As the U.S. braces for the upcoming presidential election, former President Donald Trump has voiced his concerns about inheriting a fragile economy reminiscent of Herbert Hoover’s era.
In a recent interview with Lou Dobbs on January 8, Trump expressed his apprehension about the current state of the economy, emphasizing, “We have an economy that’s so fragile, and the only reason it’s running now is it’s running off the fumes of what we did … It’s just running off the fumes.”
Trump hopes to avert economic crash, CBO predicts slowed growth
He added, “And when there’s a crash, I hope it’s going to be during this next 12 months because I don’t want to be Herbert Hoover. The one president I just don’t want to be [is] Herbert Hoover.”
This statement came after President Joe Biden likened Trump to Hoover at a Boston campaign reception.
Recent predictions by the Congressional Budget Office (CBO) indicate a slowdown in the U.S. GDP growth in 2024, followed by a recovery in 2025.

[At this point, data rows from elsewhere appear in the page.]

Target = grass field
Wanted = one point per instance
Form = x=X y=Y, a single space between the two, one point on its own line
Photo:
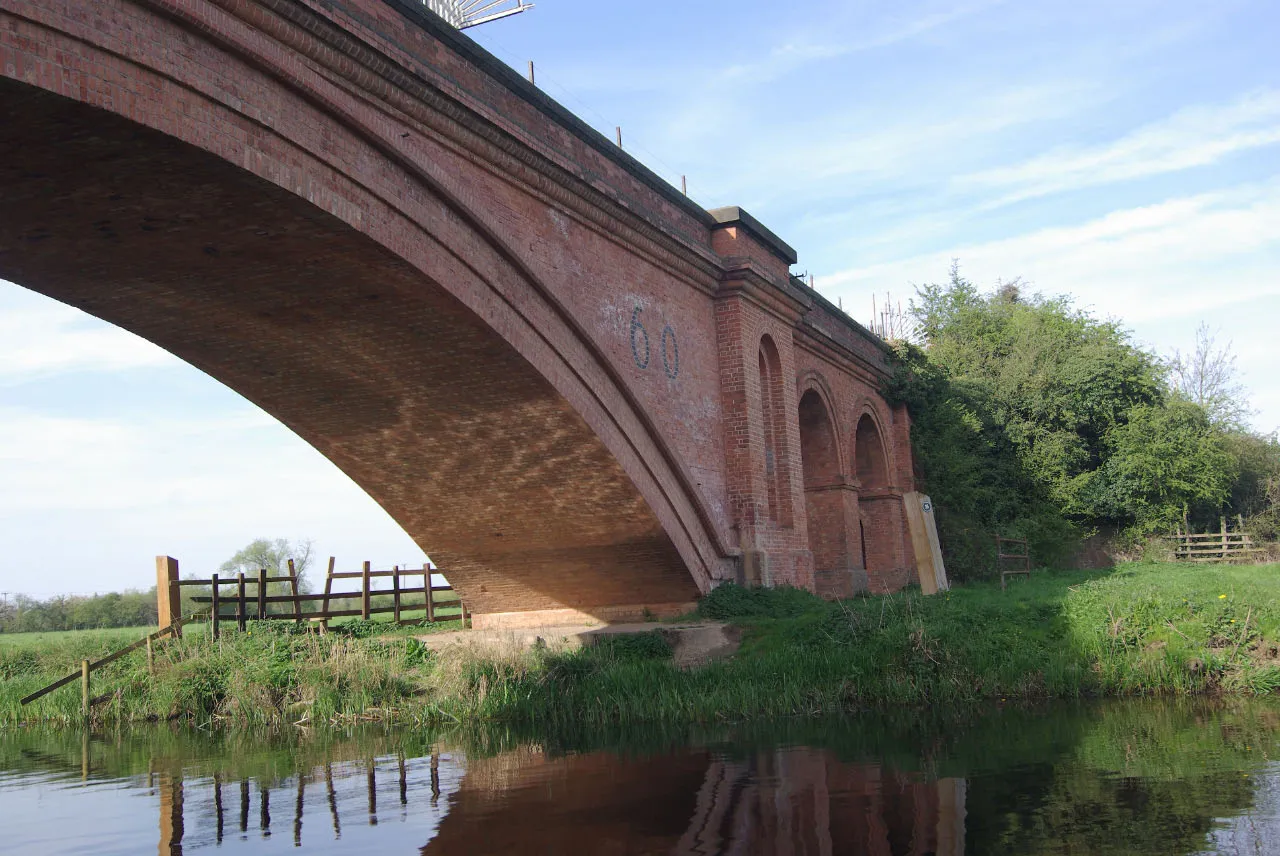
x=1137 y=630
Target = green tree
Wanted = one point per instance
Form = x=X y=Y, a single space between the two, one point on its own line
x=272 y=555
x=1164 y=459
x=1208 y=376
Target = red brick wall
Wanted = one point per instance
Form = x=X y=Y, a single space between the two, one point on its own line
x=538 y=358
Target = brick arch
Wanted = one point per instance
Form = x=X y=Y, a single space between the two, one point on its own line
x=813 y=381
x=773 y=419
x=872 y=465
x=344 y=280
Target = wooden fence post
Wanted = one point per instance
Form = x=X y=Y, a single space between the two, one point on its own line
x=293 y=586
x=430 y=593
x=168 y=594
x=85 y=687
x=396 y=593
x=364 y=603
x=240 y=602
x=328 y=587
x=215 y=604
x=261 y=594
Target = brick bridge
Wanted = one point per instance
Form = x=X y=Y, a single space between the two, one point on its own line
x=572 y=387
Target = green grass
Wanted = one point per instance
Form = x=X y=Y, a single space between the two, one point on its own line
x=112 y=636
x=1138 y=630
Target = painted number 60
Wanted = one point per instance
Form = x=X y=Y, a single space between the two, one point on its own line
x=640 y=347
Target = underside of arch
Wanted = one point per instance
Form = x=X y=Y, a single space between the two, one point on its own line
x=425 y=406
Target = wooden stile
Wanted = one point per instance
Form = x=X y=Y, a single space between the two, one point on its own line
x=1022 y=557
x=1223 y=545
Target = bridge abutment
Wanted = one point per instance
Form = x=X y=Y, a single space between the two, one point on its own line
x=576 y=390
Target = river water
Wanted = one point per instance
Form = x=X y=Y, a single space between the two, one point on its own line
x=1188 y=777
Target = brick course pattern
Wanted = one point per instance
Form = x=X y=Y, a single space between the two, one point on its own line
x=538 y=357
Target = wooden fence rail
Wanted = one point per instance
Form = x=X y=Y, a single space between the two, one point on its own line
x=247 y=605
x=87 y=667
x=1020 y=558
x=1223 y=545
x=250 y=598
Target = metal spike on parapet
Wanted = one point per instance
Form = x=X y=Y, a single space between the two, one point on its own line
x=472 y=13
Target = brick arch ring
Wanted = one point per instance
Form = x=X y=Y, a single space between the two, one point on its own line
x=356 y=165
x=813 y=380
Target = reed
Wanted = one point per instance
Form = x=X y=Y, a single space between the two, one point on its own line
x=1137 y=630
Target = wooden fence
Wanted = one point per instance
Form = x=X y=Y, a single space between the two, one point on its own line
x=1015 y=563
x=1223 y=545
x=251 y=600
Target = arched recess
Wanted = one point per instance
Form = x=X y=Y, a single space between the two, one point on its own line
x=880 y=509
x=777 y=484
x=871 y=459
x=830 y=503
x=286 y=246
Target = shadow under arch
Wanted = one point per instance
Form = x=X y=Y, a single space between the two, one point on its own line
x=291 y=292
x=831 y=503
x=880 y=506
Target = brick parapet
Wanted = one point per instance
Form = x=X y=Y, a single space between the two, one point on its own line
x=606 y=325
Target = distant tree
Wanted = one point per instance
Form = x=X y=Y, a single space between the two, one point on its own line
x=273 y=555
x=1210 y=378
x=1164 y=459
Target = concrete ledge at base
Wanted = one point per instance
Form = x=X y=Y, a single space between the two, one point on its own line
x=691 y=644
x=545 y=618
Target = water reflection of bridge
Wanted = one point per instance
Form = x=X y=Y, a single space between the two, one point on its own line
x=690 y=802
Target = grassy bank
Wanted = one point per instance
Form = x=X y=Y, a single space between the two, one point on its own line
x=1138 y=630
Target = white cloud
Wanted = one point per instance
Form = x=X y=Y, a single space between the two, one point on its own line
x=801 y=51
x=91 y=500
x=49 y=339
x=1160 y=269
x=1192 y=137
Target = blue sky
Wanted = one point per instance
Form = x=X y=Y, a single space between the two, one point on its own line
x=1124 y=154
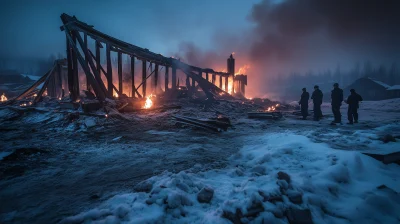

The CBO report states, “GDP falls from 2.5 percent in 2023 to 1.5 percent in 2024 as consumer spending weakens and investment in private nonresidential structures contracts.”
Projected economic growth amid rising unemployment
“In 2025, real GDP growth rises to 2.2 percent, supported by lower interest rates and improved financial conditions.”
Additionally, the unemployment rate is expected to increase from 3.9 percent in Q4 2023 to 4.4 percent in Q4 2024, hovering near that level through 2025.
Experts, including Desmond Lachman of the American Enterprise Institute, are cautious about the economic outlook, warning of a potential recession before the 2024 election.
The Biden administration faces public discontent over its economic management.
Polls show Americans worry over inflation and Biden’s low approval
A CNN poll last month revealed significant concerns among Americans about rising costs, with Biden’s job approval rating dropping to 37 percent in December.
Despite the U.S. GDP showing positive growth rates in the first three quarters of 2023, Michael Wilkerson of Stormwall Advisors points out the disconnect between official figures and public sentiment.
He notes, “Americans’ rapidly shrinking wallets—i.e., their diminished purchasing power—result from inflation,” adding that since 2020, Americans have lost nearly 20 percent of their purchasing power.
A Bankrate survey corroborates this sentiment, with 59 percent of Americans feeling the U.S. economy is in a recession.
Inflation’s impact on American household’s finances
The effects of inflation on American households are stark. A November 2020 to November 2023 comparison by Bankrate shows 50 percent of Americans feeling worse off financially, with 81 percent unable to increase their emergency savings in 2023.
Forbes magazine Editor-in-Chief Steve Forbes, in a Newsmax interview, predicts more consumer challenges in 2024.
He asserts, “The consumers are not going to forget that prices are higher today than when Joe Biden took office.”
Forbes is critical of the U.S. Federal Reserve’s efforts, stating, “The U.S. Fed is trying to help Joe Biden” with its monetary policy, but he doubts its effectiveness for the economy.
Economic uncertainty and political implications
The U.S. economy’s uncertain trajectory and the Federal Reserve’s monetary policies are focal points in the pre-election landscape.
Trump’s concerns about a potential economic downturn mirror public anxieties about inflation and financial stability.
As political leaders and experts weigh in, the nation’s economic health remains a crucial factor influencing the upcoming presidential race.